Gua canggung. Gua bingung haruskah gua ikut tersenyum seakan ia benar-benar membuka lagu itu untuk gua. Atau haruskah gua diam-diam saja agar tidak di anggap ke-geer-an. Terlebih lagi, haruskah gua bahagia ketika ia dulunya pernah menolak gua? Bibir gua tak tau apa yang harus ia perbuat. Ia hanya tertutup rapat.

Ketika gua masih tidak bereaksi apa-apa tentang lagu tersebut, Theo berhenti tersenyum. Gua tahu ia ingin mengatakan sesuatu. Tapi lampu sudah hijau, dan mau tak mau ia harus tetap fokus pada jalan di depannya. Kami tidak mau sampai kecelakaan hanya karena lagu Taylor Swift kan.
Tanpa terasa, kami sudah sampai di tempat tujuan yang ternyata merupakan sebuah Plaza. Fantastis. Orang-orang akan berpikir kami adalah pasangan baru jadian yang sedang nge-date di pagi hari di dalam plaza.

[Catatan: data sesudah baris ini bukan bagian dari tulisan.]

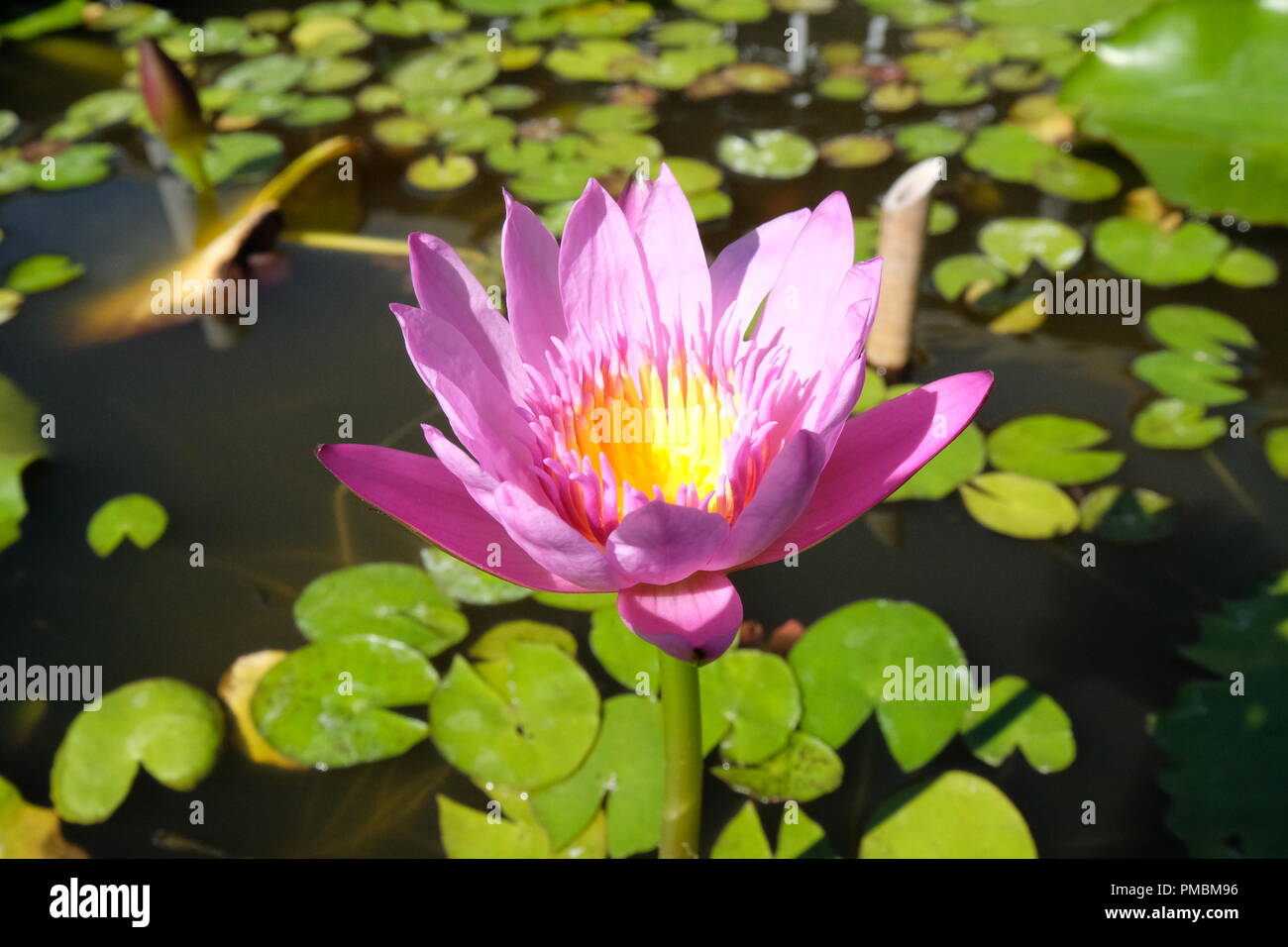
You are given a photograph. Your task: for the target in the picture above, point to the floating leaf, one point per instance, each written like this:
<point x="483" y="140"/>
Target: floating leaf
<point x="1189" y="376"/>
<point x="1199" y="331"/>
<point x="1189" y="90"/>
<point x="387" y="599"/>
<point x="1018" y="716"/>
<point x="30" y="831"/>
<point x="806" y="768"/>
<point x="1247" y="269"/>
<point x="855" y="151"/>
<point x="1016" y="243"/>
<point x="954" y="815"/>
<point x="532" y="732"/>
<point x="134" y="515"/>
<point x="627" y="764"/>
<point x="1052" y="447"/>
<point x="1144" y="252"/>
<point x="1127" y="515"/>
<point x="750" y="705"/>
<point x="471" y="834"/>
<point x="1020" y="506"/>
<point x="467" y="582"/>
<point x="857" y="659"/>
<point x="623" y="655"/>
<point x="326" y="705"/>
<point x="1177" y="425"/>
<point x="768" y="154"/>
<point x="172" y="729"/>
<point x="236" y="689"/>
<point x="42" y="272"/>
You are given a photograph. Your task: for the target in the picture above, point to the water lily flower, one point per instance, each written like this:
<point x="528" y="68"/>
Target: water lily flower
<point x="752" y="455"/>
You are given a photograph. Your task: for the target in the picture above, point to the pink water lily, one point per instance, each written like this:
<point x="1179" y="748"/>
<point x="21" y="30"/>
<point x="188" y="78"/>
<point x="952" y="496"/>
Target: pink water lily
<point x="562" y="483"/>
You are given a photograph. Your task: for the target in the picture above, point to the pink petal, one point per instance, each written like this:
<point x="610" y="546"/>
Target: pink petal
<point x="424" y="496"/>
<point x="778" y="501"/>
<point x="553" y="543"/>
<point x="695" y="620"/>
<point x="600" y="272"/>
<point x="877" y="451"/>
<point x="746" y="269"/>
<point x="531" y="261"/>
<point x="446" y="287"/>
<point x="674" y="260"/>
<point x="661" y="543"/>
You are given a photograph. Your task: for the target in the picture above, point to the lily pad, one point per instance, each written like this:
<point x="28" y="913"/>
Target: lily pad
<point x="957" y="814"/>
<point x="1020" y="506"/>
<point x="134" y="515"/>
<point x="1176" y="425"/>
<point x="849" y="664"/>
<point x="387" y="599"/>
<point x="42" y="272"/>
<point x="327" y="703"/>
<point x="532" y="732"/>
<point x="627" y="764"/>
<point x="805" y="770"/>
<point x="1144" y="252"/>
<point x="1018" y="716"/>
<point x="1016" y="243"/>
<point x="172" y="729"/>
<point x="1052" y="447"/>
<point x="774" y="154"/>
<point x="1127" y="515"/>
<point x="1189" y="376"/>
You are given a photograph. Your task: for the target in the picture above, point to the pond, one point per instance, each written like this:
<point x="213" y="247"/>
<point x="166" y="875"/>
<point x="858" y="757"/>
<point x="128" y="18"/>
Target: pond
<point x="220" y="427"/>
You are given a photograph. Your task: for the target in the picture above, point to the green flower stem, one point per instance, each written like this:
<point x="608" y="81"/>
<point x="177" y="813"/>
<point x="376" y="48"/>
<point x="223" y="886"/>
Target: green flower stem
<point x="682" y="735"/>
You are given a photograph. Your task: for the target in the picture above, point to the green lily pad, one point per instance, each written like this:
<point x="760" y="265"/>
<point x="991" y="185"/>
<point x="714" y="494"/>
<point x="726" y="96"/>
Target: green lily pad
<point x="1276" y="451"/>
<point x="855" y="151"/>
<point x="805" y="770"/>
<point x="1190" y="91"/>
<point x="1016" y="243"/>
<point x="532" y="732"/>
<point x="1127" y="515"/>
<point x="958" y="274"/>
<point x="1247" y="269"/>
<point x="1018" y="716"/>
<point x="1224" y="768"/>
<point x="134" y="515"/>
<point x="1189" y="376"/>
<point x="1176" y="425"/>
<point x="471" y="834"/>
<point x="172" y="729"/>
<point x="433" y="172"/>
<point x="467" y="582"/>
<point x="1199" y="331"/>
<point x="20" y="445"/>
<point x="627" y="764"/>
<point x="774" y="154"/>
<point x="75" y="166"/>
<point x="623" y="655"/>
<point x="1142" y="252"/>
<point x="1020" y="506"/>
<point x="387" y="599"/>
<point x="928" y="140"/>
<point x="241" y="155"/>
<point x="750" y="705"/>
<point x="42" y="272"/>
<point x="957" y="814"/>
<point x="854" y="661"/>
<point x="1052" y="447"/>
<point x="327" y="703"/>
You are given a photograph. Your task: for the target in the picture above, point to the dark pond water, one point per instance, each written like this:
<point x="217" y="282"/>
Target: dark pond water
<point x="224" y="440"/>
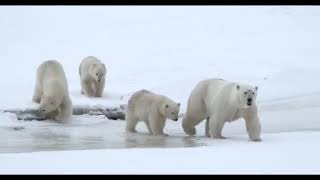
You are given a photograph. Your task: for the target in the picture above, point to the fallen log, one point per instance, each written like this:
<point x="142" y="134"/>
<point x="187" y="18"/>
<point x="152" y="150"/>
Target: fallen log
<point x="111" y="113"/>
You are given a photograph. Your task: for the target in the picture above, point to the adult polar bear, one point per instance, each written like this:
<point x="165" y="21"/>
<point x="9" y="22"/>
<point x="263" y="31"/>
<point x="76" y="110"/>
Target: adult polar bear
<point x="220" y="101"/>
<point x="92" y="75"/>
<point x="51" y="91"/>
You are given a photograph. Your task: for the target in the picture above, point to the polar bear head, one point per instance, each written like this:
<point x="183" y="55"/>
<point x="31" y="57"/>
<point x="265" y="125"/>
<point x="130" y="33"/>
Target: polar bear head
<point x="247" y="95"/>
<point x="98" y="71"/>
<point x="171" y="109"/>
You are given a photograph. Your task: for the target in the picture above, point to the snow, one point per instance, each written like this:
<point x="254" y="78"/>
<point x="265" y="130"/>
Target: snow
<point x="166" y="50"/>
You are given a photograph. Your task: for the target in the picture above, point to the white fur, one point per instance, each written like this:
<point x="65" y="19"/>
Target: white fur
<point x="92" y="76"/>
<point x="151" y="108"/>
<point x="51" y="91"/>
<point x="220" y="101"/>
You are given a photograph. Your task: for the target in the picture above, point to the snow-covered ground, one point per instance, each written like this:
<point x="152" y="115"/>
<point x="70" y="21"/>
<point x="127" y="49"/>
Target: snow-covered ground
<point x="166" y="50"/>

“Jadi... kita kesini?” tanya gua ketika kami berjalan ke grand floor.

“Yup.”

“Untuk apa?” tanya gua lagi.

Theo menjawab tanpa melihat gua, “Survey.”

“Survey Quinchy Castle?”

“Yup.” Lagi-lagi tanpa melihat gua.

Entah itu perasaan gua aja atau memang tiba-tiba Theo berlagak dingin. Maksud gua, dia tak pernah menjawab dengan begitu singkat, padat, dan jelas apalagi tidak melihat gua. Sungguh lucu kalau ia bertindak demikian karena nyesek akibat gua tidak memberikan reaksi apapun tentang lagu ‘Beautiful Eyes’ tadi.

Sekarang untuk memperburuk suasana, Theo malah berjalan cepat di depan gua. Secara tidak langsung, ia memberikan peringatan bahwa, ‘Aku director dan kamu hanya sekretaris. Jalan di belakang.’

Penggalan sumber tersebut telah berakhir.